If all that wasn't enough, Jim Gray is further renowned for being a humanist. One of the most decent, honest, upright, pleasant people you could hope to meet. After speaking at conferences, he is mobbed by attendees, but always finds time to talk to them and leaves each one feeling as if they have just been chatting to a friend.

Even hardened cynical computer journalists treat this guy with serious respect. Several of us were privileged to talk to him recently. In true guru style, he fielded every question without hesitation, deviation or repetition.

Transactions across services

On the topic of running transactions across services, what are the implications for transaction integrity?

As you may know, I spent decades working on the problem of getting transaction integrity to work at all; and on ACID [Atomicity, Consistency, Isolation and Durability - the four essential properties that a transaction must have - Ed] properties and how they can be implemented efficiently. Throughout this there has been always been the question of when should one use transactions and when are they inappropriate.

One of things that we worked on for decades is a transactional workflow metaphor. The basic idea is that if x is a good idea in computer science, then recursive x is better. So if we have transactions that are flat and are units of work, we should be able to nest them and parenthesise them and have sub transactions and sub sub sub transactions.

Frankly, over 25 years there's been a lot of work in this area and not much success. Workflow systems have, by and large, come to the conclusion that what the accountants told us when we started was correct - the best thing you can do is have compensation if you run a transaction and something goes wrong. You really can't undo the transaction, the only thing you can do is run a new transaction that reverses the effects of that previous transaction as best you can.

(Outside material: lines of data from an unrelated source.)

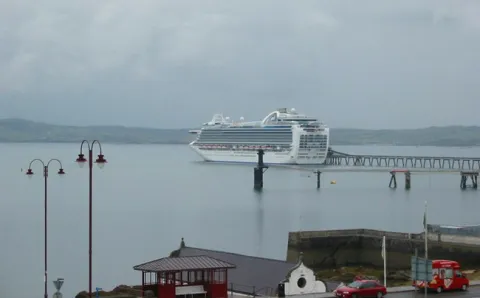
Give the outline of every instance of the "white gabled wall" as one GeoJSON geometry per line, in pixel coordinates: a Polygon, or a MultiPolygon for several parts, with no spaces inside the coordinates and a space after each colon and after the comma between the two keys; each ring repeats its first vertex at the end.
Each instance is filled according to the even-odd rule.
{"type": "Polygon", "coordinates": [[[285,296],[325,293],[327,287],[321,280],[316,280],[313,270],[303,263],[290,273],[290,278],[285,283],[285,296]]]}

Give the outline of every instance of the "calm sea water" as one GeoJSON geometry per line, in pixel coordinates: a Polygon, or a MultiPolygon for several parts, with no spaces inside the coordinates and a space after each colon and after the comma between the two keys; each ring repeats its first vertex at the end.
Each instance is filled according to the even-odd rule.
{"type": "MultiPolygon", "coordinates": [[[[73,162],[77,144],[0,144],[0,297],[43,294],[43,180],[25,176],[33,158],[58,158],[67,175],[49,178],[49,294],[88,288],[88,170],[73,162]],[[21,171],[23,169],[23,172],[21,171]]],[[[458,174],[412,176],[407,192],[388,188],[387,173],[314,176],[270,168],[265,189],[252,189],[252,166],[203,163],[179,145],[104,144],[108,160],[94,170],[93,287],[138,284],[134,265],[187,245],[257,256],[286,255],[296,230],[373,228],[419,232],[429,222],[478,223],[480,191],[460,191],[458,174]],[[329,181],[336,180],[336,184],[329,181]]],[[[479,148],[335,147],[348,153],[480,156],[479,148]]]]}

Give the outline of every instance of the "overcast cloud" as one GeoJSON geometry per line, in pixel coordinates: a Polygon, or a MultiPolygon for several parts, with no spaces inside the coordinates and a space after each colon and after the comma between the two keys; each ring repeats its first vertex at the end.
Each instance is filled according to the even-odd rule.
{"type": "Polygon", "coordinates": [[[0,1],[0,117],[480,125],[480,1],[0,1]]]}

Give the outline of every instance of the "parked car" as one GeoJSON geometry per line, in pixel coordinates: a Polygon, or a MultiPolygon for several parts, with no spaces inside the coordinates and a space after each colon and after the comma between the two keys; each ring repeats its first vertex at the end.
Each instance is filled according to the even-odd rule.
{"type": "Polygon", "coordinates": [[[355,280],[354,282],[340,286],[333,291],[336,297],[341,298],[360,298],[377,297],[382,298],[387,295],[387,288],[377,280],[355,280]]]}

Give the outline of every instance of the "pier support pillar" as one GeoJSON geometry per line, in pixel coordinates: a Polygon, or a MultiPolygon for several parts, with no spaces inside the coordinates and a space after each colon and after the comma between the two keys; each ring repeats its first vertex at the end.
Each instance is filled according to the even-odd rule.
{"type": "Polygon", "coordinates": [[[261,190],[263,188],[263,173],[268,167],[263,163],[263,155],[265,152],[263,149],[259,149],[257,152],[258,161],[257,166],[253,169],[253,188],[255,190],[261,190]]]}
{"type": "Polygon", "coordinates": [[[320,172],[320,170],[316,170],[313,173],[317,175],[317,189],[320,189],[320,176],[322,175],[322,172],[320,172]]]}
{"type": "Polygon", "coordinates": [[[460,172],[460,188],[466,189],[467,187],[477,189],[478,188],[478,172],[460,172]],[[471,185],[467,184],[467,180],[470,177],[472,181],[471,185]]]}
{"type": "Polygon", "coordinates": [[[408,171],[408,172],[405,172],[405,189],[410,189],[411,187],[411,180],[412,177],[411,177],[411,173],[408,171]]]}
{"type": "Polygon", "coordinates": [[[467,188],[467,176],[462,175],[461,173],[460,173],[460,175],[461,175],[461,178],[460,178],[460,188],[461,188],[461,189],[465,189],[465,188],[467,188]]]}
{"type": "Polygon", "coordinates": [[[390,175],[392,175],[392,177],[390,178],[390,183],[388,184],[388,187],[397,188],[397,177],[395,176],[395,172],[390,172],[390,175]]]}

Often it is not possible to reverse the effects of an action: if you drill a hole in a piece of metal, you can't un-drill the hole. If you fire a missile, the abort is to destroy the missile. It's Carnot's [Sadi Carnot, French engineer (1796-1832) - Ed] second law of thermodynamics that says you can't run time backwards all the time, though you can in some situations. If it's just a North and South pole on a disk; if you made the pole North you can make it South. So long as you can keep everything inside the system things are reversible, but the minute things leak out of the system - for example, drilling the hole in the metal as an example of something leaking out - then the compensation action for that has to be something outside the computer's world.

So now, we come to a world which has a loosely coupled service-oriented architecture and people are asking the question: "What is the role of transactions in service-oriented architecture and internet scale distributed computing?"

So we have the notion of a transaction (and also compensation) and we also have the notion of a workflow. The Microsoft technology for this is BizTalk. There are many other people who have products that are workflow scripting languages; that allow you to declare transformations and also compensations associated with the transformation. If something goes wrong with the transaction, it goes back and applies the compensation action as best it can. However one of the results of compensation may be "I'm sorry I can't compensate for that transaction, some human is going to have to intervene to deal with this case", and I think that is the best story I can give.

Transactions are wonderful inside an organisation, they simplify things, they are all about making error handling easier, but when you get to internet scale and go across architectural boundaries error handling becomes much more difficult. When physical resources are involved, error handling becomes much more difficult because certain operations are not reversible. In those situations, you do the best you can in software and at a certain point, you have to involve people.